Vidal, de las cuatro, se dignaba proteger a la Rabanitos y a la Engracia; las dos se lo disputaban. La Rabanitos parecía una mujer en miniatura: carita blanca, con manchas azules alrededor de la nariz y de la boca; cuerpecillo raquítico y delgaducho; labios finos y ojos grandes de esclerótica azul; en el vestir, una vieja, con su mantoncito oscuro y su falda negra: ésta era la Rabanitos. Echaba sangre por la boca con frecuencia; hablaba con remilgos de comadre, haciendo gestos y jeribeques, y todo su dinero lo gastaba en mojama, en caramelos y en golosinas.

La Engracia, la otra favorita de Vidal, era el tipo de la mujer de burdel: llevaba la cara blanca, por los polvos de arroz; sus ojos, negros y brillantes, tenían expresión de melancolía puramente animal; al hablar enseñaba los dientes azulados, que contrastaban con la blancura de su cara empolvada. Pasaba de la alegría al enfado sin transición. No sabía sonreír. En su cara aleteaba tan pronto la estupidez como una alegría canallesca, insultante y cínica.

La Engracia hablaba poco, y cuando hablaba era para decir algo muy bestial y muy sucio, algo de un cinismo y de una pornografía”, complicada.
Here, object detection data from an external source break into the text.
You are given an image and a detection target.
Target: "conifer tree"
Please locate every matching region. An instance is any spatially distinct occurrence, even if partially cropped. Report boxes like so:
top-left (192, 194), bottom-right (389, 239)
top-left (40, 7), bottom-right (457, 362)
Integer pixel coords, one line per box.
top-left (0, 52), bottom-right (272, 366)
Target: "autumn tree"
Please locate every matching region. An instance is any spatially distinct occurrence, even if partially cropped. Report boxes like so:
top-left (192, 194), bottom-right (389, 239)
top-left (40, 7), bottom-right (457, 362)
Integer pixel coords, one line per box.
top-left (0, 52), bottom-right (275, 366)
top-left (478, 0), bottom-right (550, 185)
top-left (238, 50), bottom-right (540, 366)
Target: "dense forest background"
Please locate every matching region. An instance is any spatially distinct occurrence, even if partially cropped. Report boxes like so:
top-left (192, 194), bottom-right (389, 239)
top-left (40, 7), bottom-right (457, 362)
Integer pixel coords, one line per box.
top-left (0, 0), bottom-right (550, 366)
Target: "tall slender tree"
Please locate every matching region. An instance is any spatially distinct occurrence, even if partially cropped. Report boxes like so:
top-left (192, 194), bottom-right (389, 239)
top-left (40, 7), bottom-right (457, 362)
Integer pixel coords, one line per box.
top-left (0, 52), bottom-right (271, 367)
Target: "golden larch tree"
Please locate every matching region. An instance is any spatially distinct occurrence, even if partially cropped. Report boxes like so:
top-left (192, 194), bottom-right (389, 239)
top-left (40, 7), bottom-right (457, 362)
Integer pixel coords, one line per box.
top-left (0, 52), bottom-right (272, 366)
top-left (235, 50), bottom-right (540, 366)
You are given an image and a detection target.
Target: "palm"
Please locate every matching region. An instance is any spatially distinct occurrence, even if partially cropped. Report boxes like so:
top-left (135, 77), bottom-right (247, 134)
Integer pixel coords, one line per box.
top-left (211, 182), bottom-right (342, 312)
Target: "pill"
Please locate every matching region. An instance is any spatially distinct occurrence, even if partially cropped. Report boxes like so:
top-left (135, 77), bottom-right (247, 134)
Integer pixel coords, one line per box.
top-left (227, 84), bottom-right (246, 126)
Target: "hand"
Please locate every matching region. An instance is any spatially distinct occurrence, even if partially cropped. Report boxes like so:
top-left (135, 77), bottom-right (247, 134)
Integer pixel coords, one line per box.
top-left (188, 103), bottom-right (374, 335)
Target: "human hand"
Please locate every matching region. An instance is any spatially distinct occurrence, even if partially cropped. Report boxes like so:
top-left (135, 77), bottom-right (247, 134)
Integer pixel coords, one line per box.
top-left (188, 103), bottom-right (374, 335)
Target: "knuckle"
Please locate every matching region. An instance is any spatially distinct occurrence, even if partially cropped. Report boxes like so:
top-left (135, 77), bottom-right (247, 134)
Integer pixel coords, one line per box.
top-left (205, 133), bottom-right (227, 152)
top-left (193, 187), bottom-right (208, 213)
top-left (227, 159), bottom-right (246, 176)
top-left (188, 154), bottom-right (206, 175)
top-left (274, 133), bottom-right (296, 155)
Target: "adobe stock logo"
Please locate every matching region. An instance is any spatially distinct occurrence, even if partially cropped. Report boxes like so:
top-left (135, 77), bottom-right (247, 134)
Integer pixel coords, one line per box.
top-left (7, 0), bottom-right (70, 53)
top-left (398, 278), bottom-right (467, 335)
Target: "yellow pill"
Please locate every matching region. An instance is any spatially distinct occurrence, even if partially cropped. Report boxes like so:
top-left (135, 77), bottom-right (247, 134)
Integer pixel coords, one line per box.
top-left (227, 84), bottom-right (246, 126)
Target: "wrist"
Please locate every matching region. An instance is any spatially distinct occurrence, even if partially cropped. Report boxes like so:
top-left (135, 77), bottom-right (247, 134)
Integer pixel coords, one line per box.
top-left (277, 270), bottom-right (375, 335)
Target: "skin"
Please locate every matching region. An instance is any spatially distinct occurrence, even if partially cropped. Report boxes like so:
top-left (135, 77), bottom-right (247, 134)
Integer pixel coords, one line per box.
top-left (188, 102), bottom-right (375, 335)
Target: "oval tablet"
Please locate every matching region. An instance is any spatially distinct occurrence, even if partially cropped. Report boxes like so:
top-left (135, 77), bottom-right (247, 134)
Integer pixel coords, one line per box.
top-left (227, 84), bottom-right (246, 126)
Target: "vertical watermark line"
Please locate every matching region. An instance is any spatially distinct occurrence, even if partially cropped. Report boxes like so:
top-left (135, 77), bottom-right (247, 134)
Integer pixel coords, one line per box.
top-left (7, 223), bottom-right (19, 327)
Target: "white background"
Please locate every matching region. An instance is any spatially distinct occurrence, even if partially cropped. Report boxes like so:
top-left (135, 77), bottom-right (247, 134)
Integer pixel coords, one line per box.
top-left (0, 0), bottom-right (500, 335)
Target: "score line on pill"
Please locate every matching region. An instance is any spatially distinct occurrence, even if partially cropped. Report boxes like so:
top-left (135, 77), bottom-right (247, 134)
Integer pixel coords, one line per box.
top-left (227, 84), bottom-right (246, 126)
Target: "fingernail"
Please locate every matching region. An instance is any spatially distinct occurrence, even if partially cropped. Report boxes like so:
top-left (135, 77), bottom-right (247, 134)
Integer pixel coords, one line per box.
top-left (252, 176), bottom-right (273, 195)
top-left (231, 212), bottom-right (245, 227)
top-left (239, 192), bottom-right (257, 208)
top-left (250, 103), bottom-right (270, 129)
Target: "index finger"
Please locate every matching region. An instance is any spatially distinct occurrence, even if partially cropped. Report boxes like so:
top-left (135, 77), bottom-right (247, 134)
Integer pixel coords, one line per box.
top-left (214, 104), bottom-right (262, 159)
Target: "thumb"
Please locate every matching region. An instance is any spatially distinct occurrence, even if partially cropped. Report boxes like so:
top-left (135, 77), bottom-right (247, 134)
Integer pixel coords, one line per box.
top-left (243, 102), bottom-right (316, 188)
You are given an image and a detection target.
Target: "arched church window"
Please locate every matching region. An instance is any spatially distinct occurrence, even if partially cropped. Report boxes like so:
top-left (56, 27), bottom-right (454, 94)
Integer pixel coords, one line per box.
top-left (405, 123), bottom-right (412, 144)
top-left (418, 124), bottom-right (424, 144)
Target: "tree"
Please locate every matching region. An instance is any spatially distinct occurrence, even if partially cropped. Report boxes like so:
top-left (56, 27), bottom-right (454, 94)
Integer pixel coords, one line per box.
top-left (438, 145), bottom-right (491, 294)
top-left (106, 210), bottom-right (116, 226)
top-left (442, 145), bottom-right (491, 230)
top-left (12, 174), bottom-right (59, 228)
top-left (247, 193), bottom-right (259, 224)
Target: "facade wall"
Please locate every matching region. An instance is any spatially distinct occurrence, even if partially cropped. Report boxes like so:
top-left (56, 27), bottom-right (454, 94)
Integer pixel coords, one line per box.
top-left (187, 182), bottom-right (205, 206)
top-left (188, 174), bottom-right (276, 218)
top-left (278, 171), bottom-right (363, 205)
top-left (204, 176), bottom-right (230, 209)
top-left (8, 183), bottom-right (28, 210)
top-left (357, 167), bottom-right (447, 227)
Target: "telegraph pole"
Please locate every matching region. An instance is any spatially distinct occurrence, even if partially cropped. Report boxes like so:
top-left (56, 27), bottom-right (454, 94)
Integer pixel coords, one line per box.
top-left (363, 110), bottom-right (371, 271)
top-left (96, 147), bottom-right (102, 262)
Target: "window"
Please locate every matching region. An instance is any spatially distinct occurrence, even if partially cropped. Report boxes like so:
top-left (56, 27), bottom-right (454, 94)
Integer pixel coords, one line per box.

Tenía la imaginación monstruosa y fecunda.

Un imaginero macabro hubiese encontrado algo genial tallando en piedra los pensamientos de aquella muchacha en el infierno de una Danza de la Muerte.

La Engracia no sabía leer. Vestía blusas vistosas, azules y sonrosadas; pañuelo blanco en la cabeza y delantal de color; andaba siempre corriendo de un lado a otro, haciendo sonar las monedas del bolsillo.

Llevaba ocho años de buscona y tenía diez y siete. Se lamentaba de haber crecido, porque decía que de niña ganaba más.

Las amistades de Manuel y de Vidal con las muchachas duraron un par de meses; Manuel no se decidía por la Mellá, le resultaba demasiado fea; Vidal extendía su radio de acción, copeaba con unos cuantos chulos y se dedicaba a la conquista de una florera que vendía claveles.

La Engracia y la Rabanitos tenían odio feroz a la muchacha.

-Ésa -decía la Rabanitos-, ésa está ya tan deshonrá como nosotras...

Una noche, Vidal no se presentó en Casa Blanca, y a los dos o tres días apareció en la Puerta del Sol con una mujerona alta, vestida de gris.